Vejo-me andando por um jardim. Florido. Rosas, lírios, crisântemos, orquídeas
brancas e lilases formam harmonia inverossímil.
Incrível
a força para as evasões. Apanho o cachimbo – herança de meu bisavô. Dou umas
puxadas. Não está sendo puxada a fumaça. Tiro do bolso uma caixinha redonda,
cor-de-rosa, onde está colocado o tabaco. Ponho. Acendo o isqueiro. Abaixo,
invertendo a posição da mão. Tento puxar. Entupido. Preciso arame para
desentupir.
Beira
de lagoa.
Água
clara, sendo possível ver-lhe o fundo.
Pequenos
peixes, dando continuidade à existência.
Apanho
pedrinha, atirando-a na água,
A
fim de ver-lhe o ricochet.
Peixes
espavoridos, fugindo.
Ao
lado, o orvalho da manhã sobre o capim.
Chilreado
de pássaros. Nova imagem.
Luz,
contra-luz, perspectivas, ângulos
Apesar
de calma, há muito de sinistro e misterioso.
Como
desvelar isto? Quase impossível. Ao longe, reses pastam. Calango sobe numa
pedra. Coelho passa. O aspecto dos rastos. Braços para trás, olhando a
natureza. Face sombria que a custo de esforço consigo tirar. Transborda ao frio
exuberante.
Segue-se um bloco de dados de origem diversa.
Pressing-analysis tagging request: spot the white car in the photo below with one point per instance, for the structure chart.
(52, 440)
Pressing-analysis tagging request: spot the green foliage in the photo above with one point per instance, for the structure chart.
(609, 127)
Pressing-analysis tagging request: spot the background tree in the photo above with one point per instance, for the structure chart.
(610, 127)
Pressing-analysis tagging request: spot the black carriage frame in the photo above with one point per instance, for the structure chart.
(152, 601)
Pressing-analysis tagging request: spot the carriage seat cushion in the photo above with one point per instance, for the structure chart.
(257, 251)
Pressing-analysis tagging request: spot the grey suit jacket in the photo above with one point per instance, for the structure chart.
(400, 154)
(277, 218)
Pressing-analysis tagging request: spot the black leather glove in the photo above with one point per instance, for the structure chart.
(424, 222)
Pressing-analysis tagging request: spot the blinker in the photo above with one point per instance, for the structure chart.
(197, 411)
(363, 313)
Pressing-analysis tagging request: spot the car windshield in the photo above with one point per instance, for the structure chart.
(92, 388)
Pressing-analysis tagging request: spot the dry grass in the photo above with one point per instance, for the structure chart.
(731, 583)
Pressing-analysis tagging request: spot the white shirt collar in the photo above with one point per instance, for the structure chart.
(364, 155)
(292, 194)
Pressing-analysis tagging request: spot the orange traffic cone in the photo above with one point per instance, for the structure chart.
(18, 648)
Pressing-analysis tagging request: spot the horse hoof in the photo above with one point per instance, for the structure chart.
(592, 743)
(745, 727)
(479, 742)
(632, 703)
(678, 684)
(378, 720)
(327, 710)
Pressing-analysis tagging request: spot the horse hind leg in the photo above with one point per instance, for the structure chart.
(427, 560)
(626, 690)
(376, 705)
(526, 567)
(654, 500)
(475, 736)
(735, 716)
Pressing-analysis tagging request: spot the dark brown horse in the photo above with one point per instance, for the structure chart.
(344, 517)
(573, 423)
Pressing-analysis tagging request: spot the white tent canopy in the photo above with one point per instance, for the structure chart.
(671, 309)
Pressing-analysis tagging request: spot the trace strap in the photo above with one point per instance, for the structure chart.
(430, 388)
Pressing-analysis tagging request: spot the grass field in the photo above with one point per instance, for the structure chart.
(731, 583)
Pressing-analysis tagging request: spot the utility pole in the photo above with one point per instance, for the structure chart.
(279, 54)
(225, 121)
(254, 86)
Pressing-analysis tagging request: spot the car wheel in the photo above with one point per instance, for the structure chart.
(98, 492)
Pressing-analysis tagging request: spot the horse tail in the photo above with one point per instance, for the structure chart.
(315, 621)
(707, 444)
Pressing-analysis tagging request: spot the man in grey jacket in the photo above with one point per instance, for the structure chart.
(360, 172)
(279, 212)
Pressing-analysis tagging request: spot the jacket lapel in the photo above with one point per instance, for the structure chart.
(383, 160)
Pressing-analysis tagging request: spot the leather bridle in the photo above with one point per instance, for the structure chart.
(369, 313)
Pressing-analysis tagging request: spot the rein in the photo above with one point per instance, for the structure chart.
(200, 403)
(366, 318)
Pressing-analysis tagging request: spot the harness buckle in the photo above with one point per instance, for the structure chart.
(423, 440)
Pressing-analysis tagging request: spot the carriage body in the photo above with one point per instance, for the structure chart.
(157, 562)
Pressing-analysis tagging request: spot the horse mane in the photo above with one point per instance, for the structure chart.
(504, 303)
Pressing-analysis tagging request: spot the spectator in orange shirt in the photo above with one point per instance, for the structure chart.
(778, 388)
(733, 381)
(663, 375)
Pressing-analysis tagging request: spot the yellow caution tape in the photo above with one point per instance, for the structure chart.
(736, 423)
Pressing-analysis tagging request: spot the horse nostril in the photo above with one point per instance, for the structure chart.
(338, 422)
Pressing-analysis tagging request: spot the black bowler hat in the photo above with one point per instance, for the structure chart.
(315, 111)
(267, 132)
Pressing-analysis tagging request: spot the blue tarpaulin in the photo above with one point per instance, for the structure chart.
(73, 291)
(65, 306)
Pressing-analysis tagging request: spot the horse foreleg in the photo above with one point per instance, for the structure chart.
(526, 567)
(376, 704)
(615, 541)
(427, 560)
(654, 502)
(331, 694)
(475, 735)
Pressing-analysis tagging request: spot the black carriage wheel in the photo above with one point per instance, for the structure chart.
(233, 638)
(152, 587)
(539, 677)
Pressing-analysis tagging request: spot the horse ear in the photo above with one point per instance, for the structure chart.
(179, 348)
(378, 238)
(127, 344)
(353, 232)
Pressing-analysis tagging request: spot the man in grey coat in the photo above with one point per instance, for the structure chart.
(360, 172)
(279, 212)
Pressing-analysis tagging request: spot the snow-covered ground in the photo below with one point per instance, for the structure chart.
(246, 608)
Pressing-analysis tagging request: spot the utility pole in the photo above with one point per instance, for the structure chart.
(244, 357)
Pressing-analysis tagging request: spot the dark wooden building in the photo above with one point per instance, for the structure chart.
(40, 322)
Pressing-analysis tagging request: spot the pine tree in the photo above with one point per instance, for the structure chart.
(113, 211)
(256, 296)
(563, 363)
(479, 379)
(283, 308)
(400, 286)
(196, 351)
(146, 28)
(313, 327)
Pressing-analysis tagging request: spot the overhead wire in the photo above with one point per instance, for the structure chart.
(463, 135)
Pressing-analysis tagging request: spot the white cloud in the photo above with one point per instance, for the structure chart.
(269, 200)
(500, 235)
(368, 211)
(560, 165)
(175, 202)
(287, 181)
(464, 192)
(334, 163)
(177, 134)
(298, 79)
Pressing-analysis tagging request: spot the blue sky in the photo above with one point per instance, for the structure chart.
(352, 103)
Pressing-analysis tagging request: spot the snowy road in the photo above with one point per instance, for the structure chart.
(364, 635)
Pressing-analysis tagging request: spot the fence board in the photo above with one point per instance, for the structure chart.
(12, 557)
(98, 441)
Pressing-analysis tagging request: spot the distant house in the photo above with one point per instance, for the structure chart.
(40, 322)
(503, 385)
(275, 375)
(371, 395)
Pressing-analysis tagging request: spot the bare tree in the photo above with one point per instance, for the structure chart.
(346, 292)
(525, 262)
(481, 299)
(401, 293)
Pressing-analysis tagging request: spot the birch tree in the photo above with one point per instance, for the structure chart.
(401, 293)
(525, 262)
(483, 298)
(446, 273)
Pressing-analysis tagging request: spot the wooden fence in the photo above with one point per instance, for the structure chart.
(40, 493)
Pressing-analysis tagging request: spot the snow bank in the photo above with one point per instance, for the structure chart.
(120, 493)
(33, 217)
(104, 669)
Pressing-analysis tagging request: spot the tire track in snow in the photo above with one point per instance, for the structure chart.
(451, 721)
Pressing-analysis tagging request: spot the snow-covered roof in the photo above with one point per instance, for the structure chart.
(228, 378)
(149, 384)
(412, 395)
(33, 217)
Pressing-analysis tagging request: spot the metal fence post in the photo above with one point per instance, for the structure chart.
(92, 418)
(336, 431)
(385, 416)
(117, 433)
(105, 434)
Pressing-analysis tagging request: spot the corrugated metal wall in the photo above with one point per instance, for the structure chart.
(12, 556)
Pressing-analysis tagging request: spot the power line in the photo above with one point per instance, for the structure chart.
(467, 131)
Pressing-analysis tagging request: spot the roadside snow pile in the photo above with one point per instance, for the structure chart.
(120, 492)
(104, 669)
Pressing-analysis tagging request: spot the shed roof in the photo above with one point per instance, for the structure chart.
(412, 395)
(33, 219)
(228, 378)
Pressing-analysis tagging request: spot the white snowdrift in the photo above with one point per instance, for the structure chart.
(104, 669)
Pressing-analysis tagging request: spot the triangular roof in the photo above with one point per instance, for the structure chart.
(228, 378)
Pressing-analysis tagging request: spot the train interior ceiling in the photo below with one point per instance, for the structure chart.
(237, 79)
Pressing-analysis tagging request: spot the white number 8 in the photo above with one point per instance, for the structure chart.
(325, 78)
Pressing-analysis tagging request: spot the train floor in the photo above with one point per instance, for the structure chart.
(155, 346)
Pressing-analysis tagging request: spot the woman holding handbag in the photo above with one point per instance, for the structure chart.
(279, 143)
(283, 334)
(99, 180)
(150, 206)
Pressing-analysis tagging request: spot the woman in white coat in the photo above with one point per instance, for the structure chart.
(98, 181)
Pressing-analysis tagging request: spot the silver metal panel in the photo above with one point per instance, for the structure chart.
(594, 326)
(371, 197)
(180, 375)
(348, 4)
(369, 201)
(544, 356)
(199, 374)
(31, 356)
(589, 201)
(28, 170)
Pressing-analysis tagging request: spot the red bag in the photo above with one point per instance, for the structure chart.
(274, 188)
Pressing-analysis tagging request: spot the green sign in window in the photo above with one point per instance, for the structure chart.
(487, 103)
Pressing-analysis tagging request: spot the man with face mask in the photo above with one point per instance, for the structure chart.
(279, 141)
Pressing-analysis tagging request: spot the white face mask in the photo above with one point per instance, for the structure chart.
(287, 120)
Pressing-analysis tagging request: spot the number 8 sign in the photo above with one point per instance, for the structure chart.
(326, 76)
Outono. Último homem. Caminhada solitária. Prazeres. Solidão
intensa.
Dilação
indefinida – desde que tomei consciência desta expressão, tenho sobremodo
pensado a respeito; talvez nem seja uma expressão e sim uma categoria –
consiste em manter o processo permanentemente em uma das fases iniciais. Para
conseguir tal coisa é preciso que o acusado e seu colaborador, embora,
certamente, sobretudo este último, mantenham de modo ininterrupto um contato pessoal
com a justiça.
As
horas acham-se encantoadas no mesmo sítio, inquietas e dilacerantes. Os minutos
encontram-se presos no pêndulo, langues e entorpecidos. Os segundos estão
parados nos ponteiros. É à tarde, quando o dia se vai penetrando no abismo do
tempo, que a existência é monótona, quotidiana. Há uma ansiedade vã na noite,
no céu sem luminosidade alguma. Até mesmo nesta solidão imensa, neste torpor
sem limites, nesta leveza, cada ação e gesto revelam-me a mim próprio. Há um
buraco no céu. No contorno, nuvens
escuras. No centro do buraco, uma enorme luminosidade branca.
Cada
nota de música desperta algo:
Rugidos
embrulhados em vaga imensa enraivecem a presença morta – o olhar avança nos
trilhos, transcendendo idéias alucinadas. De quem sentimos o que é imprevisto
se supõe. Encaramos o bem e o mal com o mesmo rosto.
O
freio possesso abre dos rigores o sonho.
Por
minúcias na distância,
Penetram
na esperança faces túmidas do corpo oculto.
O
dúplice machado corre
Sobre
a singrada rocha,
Aspargindo
nas duas fontes o gesto amável e sensível.
Cai
entre silêncio perto e rumores ao longe, distantes, a tarde em mim. Vem uma voz
como uma palavra menor, gota de água acabando de sair da mina. Logo se mistura
a outras, e um pequeno córrego se forma... Não mais que um instante, as coisas
vão tomando a feição de uma correnteza, para logo em seguida virar uma violenta
cachoeira. Já não são palavras miúdas, meus gritos; caem dentro de mim. Forma
um lago, quase não consigo ler em suas águas, turvas linhas, como se por toda a
vida tivesse chovido na cabeceira do rio...
Interfere
num sentimento:
Ao
julgo do vento, os olhos cerram-se-me adormecidos, cobrindo de insultos a
agonia dilatada, des-cobrindo de encômios a ansiedade paradoxalmente ampliada.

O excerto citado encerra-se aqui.